By Abbie Bennett
Standing water is the perfect breeding ground for one of the South's most plentiful pests.
Hurricane Florence dumped nearly 8 trillion gallons of rain over North Carolina, according to the National Weather Service in Raleigh's estimate. That rain led to catastrophic flooding.
It's a recipe for the biting little buggers.
Water is still standing in large swathes across the state and it's creating a plague of mosquitoes the governor has vowed to take action against.
Gov.

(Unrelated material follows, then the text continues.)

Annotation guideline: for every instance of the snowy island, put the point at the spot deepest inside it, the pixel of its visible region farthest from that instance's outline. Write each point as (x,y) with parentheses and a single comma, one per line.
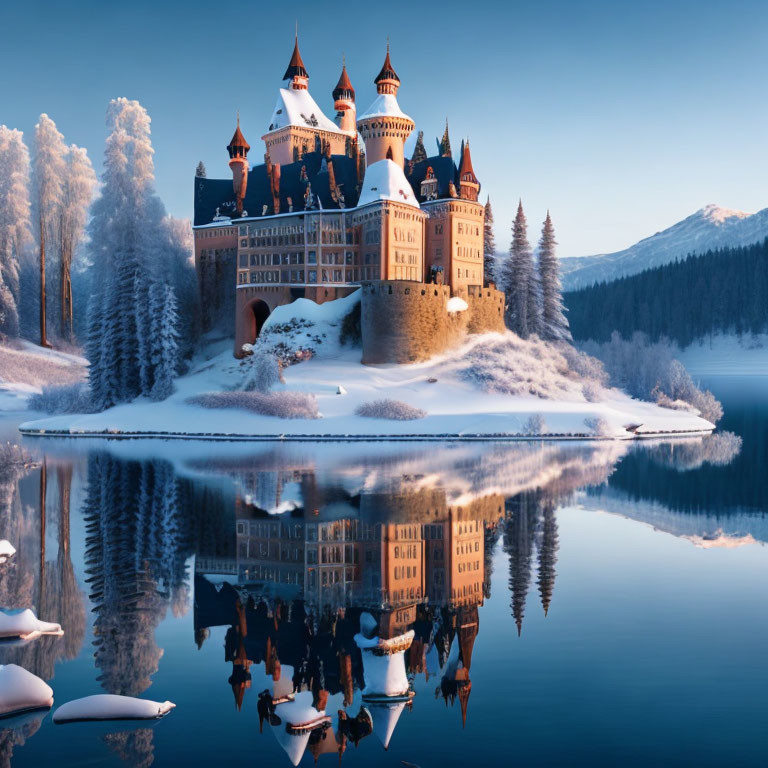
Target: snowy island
(493,386)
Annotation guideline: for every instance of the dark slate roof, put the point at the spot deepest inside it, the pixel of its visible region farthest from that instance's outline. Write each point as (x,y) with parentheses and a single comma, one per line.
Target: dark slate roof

Roy Cooper on Wednesday ordered $4 million to be spent on mosquito control in counties "under a major disaster declaration."
"Those counties include: Bladen, Beaufort, Brunswick, Carteret, Columbus, Craven, Cumberland, Duplin, Harnett, Hoke, Hyde, Johnston, Jones, Lee, Lenoir, Moore, New Hanover, Onslow, Pamlico, Pender, Pitt, Richmond, Robeson, Sampson, Scotland, Wayne, and Wilson," according to the governor's statement.
"To help local communities in the aftermath of Hurricane Florence, I've directed state funds for mosquito control efforts to protect people who live in hard-hit areas," Cooper said in the statement.
The money will be available as soon as Thursday, and each county will get an amount of money determined by how much of their land needs treatment, the release said.
"I'm grateful to Governor Cooper for taking this action to allow us to provide a critical public health service," Craven County Health Director Scott Harrelson said in a statement. "This has been a serious issue for our county and many others impacted by Hurricane Florence."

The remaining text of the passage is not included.